Autant la situation était claire pendant le premier confinement, avec l’annulation de toutes les productions dans le monde, autant le panorama des scènes lyriques au 22 novembre, jour où j’écris ces lignes, semble « éparpillé par petits bouts, façon puzzle », pour reprendre l’une des plus célèbres formules de Michel Audiard, dans Les Tontons flingueurs de Georges Lautner !
En Amérique du Nord, tout le monde est logé à la même enseigne : fermeture jusqu’à l’été 2021 ! À Londres, c’est tout comme : le Covent Garden et l’English National Opera n’annoncent aucun spectacle pour les mois à venir. Aux Pays-Bas, le De Nationale Opera d’Amsterdam ne reprendra ses activités qu’au mois de février. En Belgique, la Monnaie de Bruxelles a décidé d’attendre janvier, l’Opéra Royal de Wallonie-Liège maintenant, en revanche, La Belle Hélène, à partir du 23 décembre.
En Suisse, où le Grand Théâtre de Genève et l’Opéra de Lausanne ont, d’ores et déjà, renoncé aux productions prévues ce mois-ci, respectivement Candide et L’Auberge du Cheval-Blanc, l’Opernhaus de Zurich n’a rien changé, pour l’instant, à son calendrier de décembre.

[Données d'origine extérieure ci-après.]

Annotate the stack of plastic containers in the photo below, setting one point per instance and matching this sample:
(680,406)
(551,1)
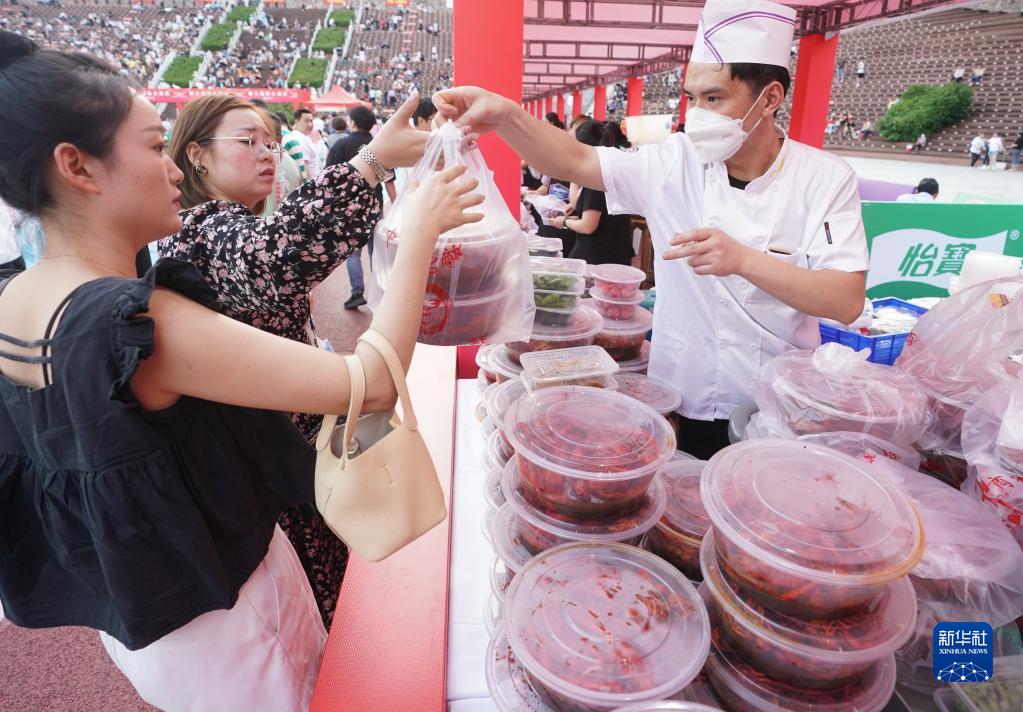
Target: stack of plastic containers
(678,536)
(654,392)
(805,578)
(558,286)
(584,470)
(595,626)
(616,297)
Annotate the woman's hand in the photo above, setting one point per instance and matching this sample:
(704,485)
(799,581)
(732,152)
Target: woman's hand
(439,204)
(473,106)
(398,144)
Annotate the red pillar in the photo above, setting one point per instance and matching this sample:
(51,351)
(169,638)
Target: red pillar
(488,53)
(682,101)
(599,102)
(633,97)
(811,95)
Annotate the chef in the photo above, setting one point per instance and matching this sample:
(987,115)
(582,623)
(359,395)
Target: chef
(756,235)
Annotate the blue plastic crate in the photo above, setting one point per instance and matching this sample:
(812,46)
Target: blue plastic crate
(884,349)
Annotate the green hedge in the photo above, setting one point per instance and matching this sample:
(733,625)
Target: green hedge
(343,17)
(181,71)
(219,36)
(926,108)
(308,73)
(329,38)
(240,13)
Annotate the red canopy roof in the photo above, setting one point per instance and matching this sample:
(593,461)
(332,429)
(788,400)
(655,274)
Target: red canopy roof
(336,99)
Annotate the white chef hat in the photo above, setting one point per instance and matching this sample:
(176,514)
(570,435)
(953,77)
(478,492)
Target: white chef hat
(744,31)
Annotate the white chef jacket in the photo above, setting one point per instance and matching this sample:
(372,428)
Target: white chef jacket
(712,335)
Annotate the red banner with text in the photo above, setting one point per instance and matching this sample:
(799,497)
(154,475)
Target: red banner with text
(178,95)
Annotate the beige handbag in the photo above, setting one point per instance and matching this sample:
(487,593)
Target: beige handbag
(375,482)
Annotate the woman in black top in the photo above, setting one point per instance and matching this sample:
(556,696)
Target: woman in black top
(264,269)
(601,237)
(143,458)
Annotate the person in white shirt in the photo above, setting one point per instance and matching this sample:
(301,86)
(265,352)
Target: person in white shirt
(756,235)
(926,191)
(300,134)
(994,146)
(978,148)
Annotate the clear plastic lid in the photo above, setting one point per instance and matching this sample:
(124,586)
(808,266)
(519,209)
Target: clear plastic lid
(622,529)
(812,512)
(597,295)
(740,686)
(589,433)
(863,636)
(502,364)
(620,274)
(666,705)
(637,364)
(504,538)
(654,392)
(544,368)
(500,578)
(558,265)
(584,323)
(506,678)
(684,512)
(493,613)
(639,323)
(498,399)
(492,491)
(495,450)
(606,624)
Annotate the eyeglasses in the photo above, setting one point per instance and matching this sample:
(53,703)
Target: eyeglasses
(257,145)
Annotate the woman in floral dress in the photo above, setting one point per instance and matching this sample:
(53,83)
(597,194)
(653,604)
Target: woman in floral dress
(263,269)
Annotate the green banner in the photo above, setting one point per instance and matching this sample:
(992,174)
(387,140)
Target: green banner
(916,249)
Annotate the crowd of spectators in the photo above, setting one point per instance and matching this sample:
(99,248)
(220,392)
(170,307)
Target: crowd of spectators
(134,38)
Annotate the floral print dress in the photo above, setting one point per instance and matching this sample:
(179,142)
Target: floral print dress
(263,270)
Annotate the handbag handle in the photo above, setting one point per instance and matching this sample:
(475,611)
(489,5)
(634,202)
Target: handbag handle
(384,348)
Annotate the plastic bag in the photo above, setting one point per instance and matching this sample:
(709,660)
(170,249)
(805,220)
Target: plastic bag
(866,447)
(548,207)
(992,442)
(972,568)
(837,389)
(480,287)
(961,349)
(526,221)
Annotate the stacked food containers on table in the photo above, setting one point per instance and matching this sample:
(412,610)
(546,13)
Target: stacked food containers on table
(677,537)
(595,626)
(805,578)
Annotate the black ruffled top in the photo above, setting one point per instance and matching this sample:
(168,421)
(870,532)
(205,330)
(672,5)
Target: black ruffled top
(123,520)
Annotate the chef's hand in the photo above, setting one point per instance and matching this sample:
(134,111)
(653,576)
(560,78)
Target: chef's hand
(710,251)
(479,108)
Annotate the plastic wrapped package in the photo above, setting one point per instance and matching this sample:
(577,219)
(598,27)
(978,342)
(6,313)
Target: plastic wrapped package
(972,568)
(837,389)
(865,446)
(992,442)
(961,349)
(480,285)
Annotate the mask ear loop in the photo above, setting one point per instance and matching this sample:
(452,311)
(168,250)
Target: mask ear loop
(746,116)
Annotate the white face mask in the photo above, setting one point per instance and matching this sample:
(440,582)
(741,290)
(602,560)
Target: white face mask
(715,136)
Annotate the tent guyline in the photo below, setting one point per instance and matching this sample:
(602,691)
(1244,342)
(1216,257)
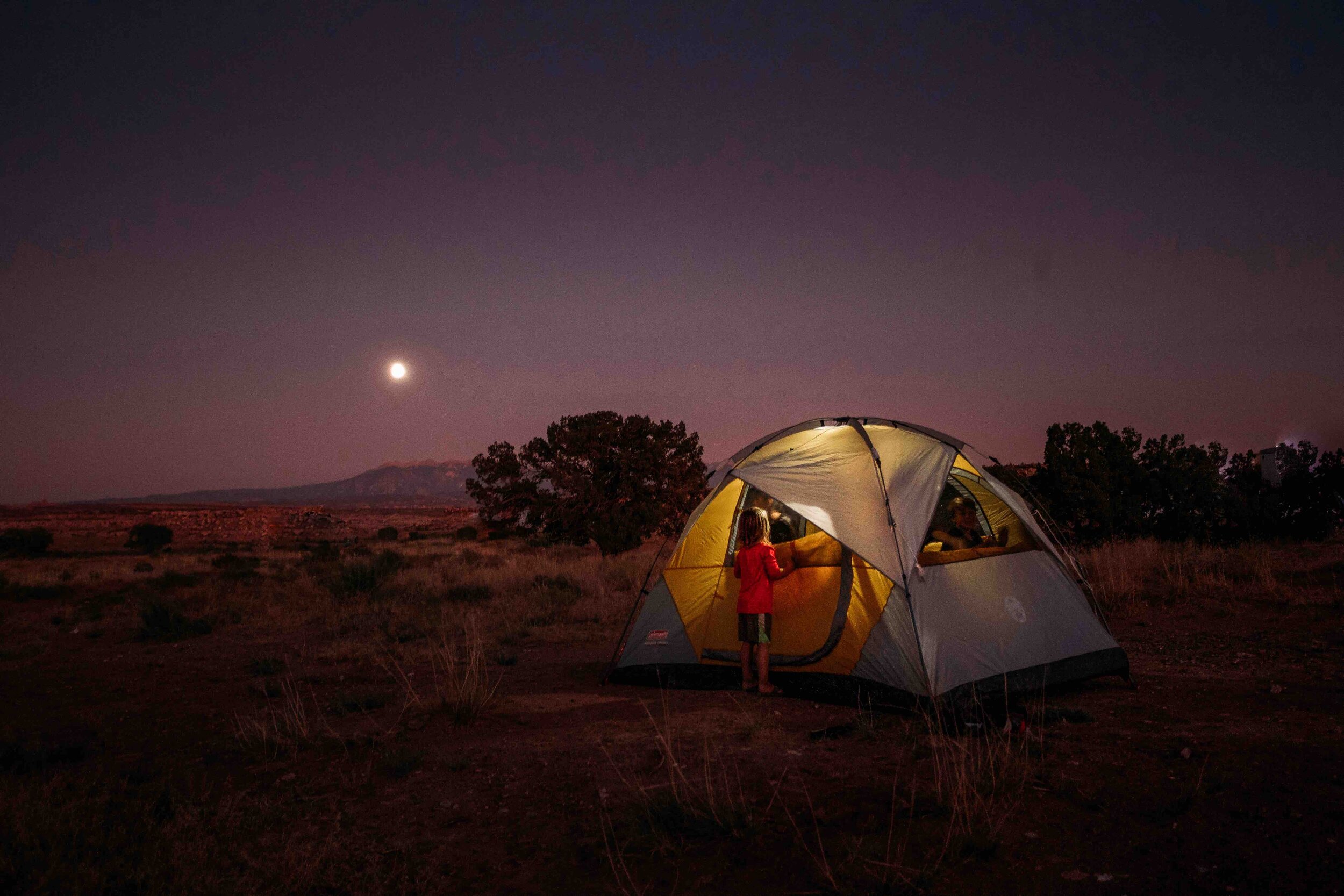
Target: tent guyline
(914,569)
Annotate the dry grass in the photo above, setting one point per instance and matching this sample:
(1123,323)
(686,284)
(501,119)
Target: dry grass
(1128,575)
(283,725)
(461,680)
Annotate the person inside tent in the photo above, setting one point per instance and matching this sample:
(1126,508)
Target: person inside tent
(783,528)
(964,531)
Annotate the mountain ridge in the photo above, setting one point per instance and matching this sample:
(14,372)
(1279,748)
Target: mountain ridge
(417,481)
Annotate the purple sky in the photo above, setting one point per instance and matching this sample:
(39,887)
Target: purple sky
(222,225)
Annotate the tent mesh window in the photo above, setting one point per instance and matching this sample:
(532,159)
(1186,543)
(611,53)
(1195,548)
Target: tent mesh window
(972,523)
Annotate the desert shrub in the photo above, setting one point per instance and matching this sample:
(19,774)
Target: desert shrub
(149,536)
(347,703)
(468,594)
(160,621)
(323,553)
(267,666)
(173,579)
(364,577)
(234,563)
(552,598)
(234,567)
(25,543)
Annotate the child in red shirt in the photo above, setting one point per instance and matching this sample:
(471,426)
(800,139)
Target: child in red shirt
(754,563)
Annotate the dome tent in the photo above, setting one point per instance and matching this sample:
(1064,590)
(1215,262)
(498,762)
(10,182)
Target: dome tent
(875,597)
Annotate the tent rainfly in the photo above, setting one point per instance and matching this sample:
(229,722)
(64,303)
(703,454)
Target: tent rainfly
(856,505)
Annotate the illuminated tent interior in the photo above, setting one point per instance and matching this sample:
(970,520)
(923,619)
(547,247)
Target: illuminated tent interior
(881,593)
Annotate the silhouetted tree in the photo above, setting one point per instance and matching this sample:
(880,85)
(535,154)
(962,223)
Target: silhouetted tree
(1092,481)
(597,477)
(1100,484)
(1183,491)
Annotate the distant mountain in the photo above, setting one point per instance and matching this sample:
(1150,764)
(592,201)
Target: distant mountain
(417,483)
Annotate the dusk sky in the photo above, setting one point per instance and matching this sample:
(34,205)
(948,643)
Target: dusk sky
(222,224)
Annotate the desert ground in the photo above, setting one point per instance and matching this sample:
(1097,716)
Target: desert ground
(285,704)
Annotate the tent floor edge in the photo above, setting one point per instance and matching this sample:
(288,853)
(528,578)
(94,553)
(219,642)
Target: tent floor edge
(1112,661)
(819,687)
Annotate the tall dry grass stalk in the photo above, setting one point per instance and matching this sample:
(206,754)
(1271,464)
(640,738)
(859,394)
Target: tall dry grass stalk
(461,679)
(695,795)
(979,779)
(283,725)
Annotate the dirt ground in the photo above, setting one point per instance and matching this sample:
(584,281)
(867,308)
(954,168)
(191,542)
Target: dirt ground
(125,763)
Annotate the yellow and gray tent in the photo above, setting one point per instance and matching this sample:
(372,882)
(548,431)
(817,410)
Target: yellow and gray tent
(856,505)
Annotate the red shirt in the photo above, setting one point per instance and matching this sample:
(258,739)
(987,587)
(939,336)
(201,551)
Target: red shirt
(759,570)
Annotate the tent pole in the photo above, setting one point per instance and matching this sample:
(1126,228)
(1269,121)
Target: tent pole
(896,537)
(639,599)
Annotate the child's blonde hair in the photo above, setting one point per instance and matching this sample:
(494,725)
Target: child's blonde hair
(754,528)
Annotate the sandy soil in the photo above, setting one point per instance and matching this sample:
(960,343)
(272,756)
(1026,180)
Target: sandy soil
(1221,773)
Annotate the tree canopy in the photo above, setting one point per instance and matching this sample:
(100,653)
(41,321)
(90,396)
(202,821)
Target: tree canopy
(596,477)
(1100,484)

En Allemagne, on trouve aussi tous les cas de figure. Le Staatsoper de Berlin ne modifie rien dans sa programmation, quand son voisin, le Deutsche Oper, refuse de dévoiler ce qui se passera après le 2 janvier – comme, d’ailleurs, le Semperoper de Dresde ou le Deutsche Oper am Rhein de Duisbourg et Düsseldorf.
En Italie, la plupart des théâtres préfèrent également ne pas s’avancer. Bologne, Cagliari, Catane, Rome et Turin n’ont encore rien annoncé pour 2021, pas plus que l’emblématique Scala de Milan. Dominique Meyer, son directeur, a annulé, alors que les répétitions avaient déjà commencé, la nouvelle production de Lucia di Lammermoor pour le mythique 7 décembre. À la place, Riccardo Chailly dirigera un concert de gala, avec des vedettes invitées dont on ne connaît pas encore la liste.
Et la France, dans tout cela ? Disons que l’on peine à rassembler les morceaux du puzzle. Alors même que le président de la République ne s’est pas encore prononcé sur les nouveaux protocoles sanitaires en vigueur à partir de décembre (son allocution est prévue le 24 novembre), plusieurs maisons n’ont pas voulu attendre, comme -l’Opéra-Comique, qui a annulé la reprise de Fantasio, prévue avant les fêtes.
L’Opéra National de Paris, en revanche, se tient prêt à lever le rideau sur La traviata, le 2 décembre, puis Carmen, le 16. Comme l’Opéra National du Rhin pour Hänsel und Gretel, le 9, l’Opéra de Dijon pour Il palazzo incantato, le 11, l’Opéra de Lyon pour Béatrice et Bénédict, le 12, et l’Opéra Orchestre National Montpellier pour Le Voyage dans la Lune, le 22 – quatre nouvelles productions que nous vous présentons dans ce numéro. Le rideau se lèvera-t-il vraiment ? Et devant combien de spectateurs ? Le mystère sera bientôt dissipé, on l’espère du moins !
En attendant, les théâtres, en France comme ailleurs, rivalisent d’inventivité pour maintenir un minimum d’activité et garder le contact avec leur public. Le « streaming » fait fureur sur les plateformes numériques, avec un mélange de spectacles anciens et de productions nouvelles, celles-ci filmées à huis clos, en raison de la deuxième vague de Covid-19.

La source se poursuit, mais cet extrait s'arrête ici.